# Classification Metrics Theory
**Chapter Status**: ✅ 100% Working (All metrics verified)
| ✅ Working | 4+ | All verified in src/metrics/mod.rs |
| ⏳ In Progress | 0 | - |
| ⬜ Not Implemented | 0 | - |
*Last tested: 2025-11-19*
*Aprender version: 0.3.0*
*Test file: src/metrics/mod.rs tests*
---
## Overview
Classification metrics evaluate how well a model predicts discrete classes. Unlike regression, we're not measuring "how far off"—we're measuring "right or wrong."
**Key Metrics**:
- **Accuracy**: Fraction of correct predictions
- **Precision**: Of predicted positives, how many are correct?
- **Recall**: Of actual positives, how many did we find?
- **F1 Score**: Harmonic mean of precision and recall
**Why This Matters**:
Accuracy alone can be misleading. A spam filter with 99% accuracy that marks all email as "not spam" is useless. We need precision and recall to understand performance fully.
---
## Mathematical Foundation
### The Confusion Matrix
All classification metrics derive from the **confusion matrix**:
```text
Predicted
Pos Neg
Actual Pos TP FN
Neg FP TN
TP = True Positives (correctly predicted positive)
TN = True Negatives (correctly predicted negative)
FP = False Positives (incorrectly predicted positive - Type I error)
FN = False Negatives (incorrectly predicted negative - Type II error)
```
### Accuracy
**Definition**:
```text
Accuracy = (TP + TN) / (TP + TN + FP + FN)
= Correct / Total
```
**Range**: [0, 1], higher is better
**Weakness**: Misleading with imbalanced classes
**Example**:
```text
Dataset: 95% negative, 5% positive
Model: Always predict negative
Accuracy = 95% (looks good!)
But: Model is useless (finds zero positives)
```
### Precision
**Definition**:
```text
Precision = TP / (TP + FP)
= True Positives / All Predicted Positives
```
**Interpretation**: "Of all items I labeled positive, what fraction are actually positive?"

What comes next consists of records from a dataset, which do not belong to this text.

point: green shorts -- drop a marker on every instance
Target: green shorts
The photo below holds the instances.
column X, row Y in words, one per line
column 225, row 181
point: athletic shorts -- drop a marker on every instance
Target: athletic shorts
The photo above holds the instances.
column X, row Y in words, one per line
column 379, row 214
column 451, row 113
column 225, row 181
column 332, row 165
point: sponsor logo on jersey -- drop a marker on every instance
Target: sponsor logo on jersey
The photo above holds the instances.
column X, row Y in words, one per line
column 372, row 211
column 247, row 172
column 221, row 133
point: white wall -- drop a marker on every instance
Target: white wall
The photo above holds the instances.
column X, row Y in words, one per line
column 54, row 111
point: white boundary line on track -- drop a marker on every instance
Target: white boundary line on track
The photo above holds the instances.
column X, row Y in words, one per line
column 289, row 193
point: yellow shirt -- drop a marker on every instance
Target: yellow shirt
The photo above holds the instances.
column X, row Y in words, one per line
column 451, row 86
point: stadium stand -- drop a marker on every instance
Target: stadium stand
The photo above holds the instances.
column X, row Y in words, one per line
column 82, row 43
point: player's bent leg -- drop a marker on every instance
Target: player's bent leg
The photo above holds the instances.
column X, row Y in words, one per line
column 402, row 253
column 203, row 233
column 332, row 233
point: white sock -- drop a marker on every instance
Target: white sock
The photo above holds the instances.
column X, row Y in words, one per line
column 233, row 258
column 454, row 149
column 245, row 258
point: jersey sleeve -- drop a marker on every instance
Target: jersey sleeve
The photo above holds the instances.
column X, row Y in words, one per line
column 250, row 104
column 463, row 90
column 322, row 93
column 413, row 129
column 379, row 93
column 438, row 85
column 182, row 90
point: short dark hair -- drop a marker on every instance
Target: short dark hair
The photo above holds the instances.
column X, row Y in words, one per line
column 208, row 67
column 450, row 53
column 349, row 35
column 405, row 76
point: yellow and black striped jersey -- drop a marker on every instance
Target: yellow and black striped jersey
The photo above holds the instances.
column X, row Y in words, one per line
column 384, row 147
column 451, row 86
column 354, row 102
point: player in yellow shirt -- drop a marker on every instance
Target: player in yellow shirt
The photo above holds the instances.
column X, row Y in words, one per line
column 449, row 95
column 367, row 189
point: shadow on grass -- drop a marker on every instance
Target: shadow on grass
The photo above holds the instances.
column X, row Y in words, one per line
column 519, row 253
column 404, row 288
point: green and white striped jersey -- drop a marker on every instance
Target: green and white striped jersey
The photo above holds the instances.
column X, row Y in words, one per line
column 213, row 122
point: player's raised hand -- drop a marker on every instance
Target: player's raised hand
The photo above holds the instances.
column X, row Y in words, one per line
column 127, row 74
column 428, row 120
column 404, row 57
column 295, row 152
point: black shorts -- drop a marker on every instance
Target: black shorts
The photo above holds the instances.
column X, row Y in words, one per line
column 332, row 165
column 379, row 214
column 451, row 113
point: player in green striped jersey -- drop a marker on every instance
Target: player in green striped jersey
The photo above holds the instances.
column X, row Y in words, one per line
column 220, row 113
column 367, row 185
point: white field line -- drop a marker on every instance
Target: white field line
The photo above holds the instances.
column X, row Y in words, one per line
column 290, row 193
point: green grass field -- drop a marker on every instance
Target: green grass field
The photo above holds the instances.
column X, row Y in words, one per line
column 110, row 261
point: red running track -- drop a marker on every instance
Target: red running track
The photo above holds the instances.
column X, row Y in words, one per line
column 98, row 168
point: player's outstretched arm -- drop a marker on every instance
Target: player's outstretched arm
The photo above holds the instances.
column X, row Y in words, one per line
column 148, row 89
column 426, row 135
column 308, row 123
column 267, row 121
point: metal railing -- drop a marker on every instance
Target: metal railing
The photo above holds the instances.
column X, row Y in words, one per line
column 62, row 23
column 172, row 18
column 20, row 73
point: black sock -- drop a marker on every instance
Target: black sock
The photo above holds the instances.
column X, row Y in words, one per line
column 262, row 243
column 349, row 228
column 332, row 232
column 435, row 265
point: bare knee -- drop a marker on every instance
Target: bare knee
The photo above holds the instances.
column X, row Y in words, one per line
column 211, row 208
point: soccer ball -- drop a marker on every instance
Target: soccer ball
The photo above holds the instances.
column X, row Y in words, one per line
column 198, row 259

**Use Case**: When false positives are costly
- Spam filter marking important email as spam
- Medical diagnosis triggering unnecessary treatment
### Recall (Sensitivity, True Positive Rate)
**Definition**:
```text
Recall = TP / (TP + FN)
= True Positives / All Actual Positives
```
**Interpretation**: "Of all actual positives, what fraction did I find?"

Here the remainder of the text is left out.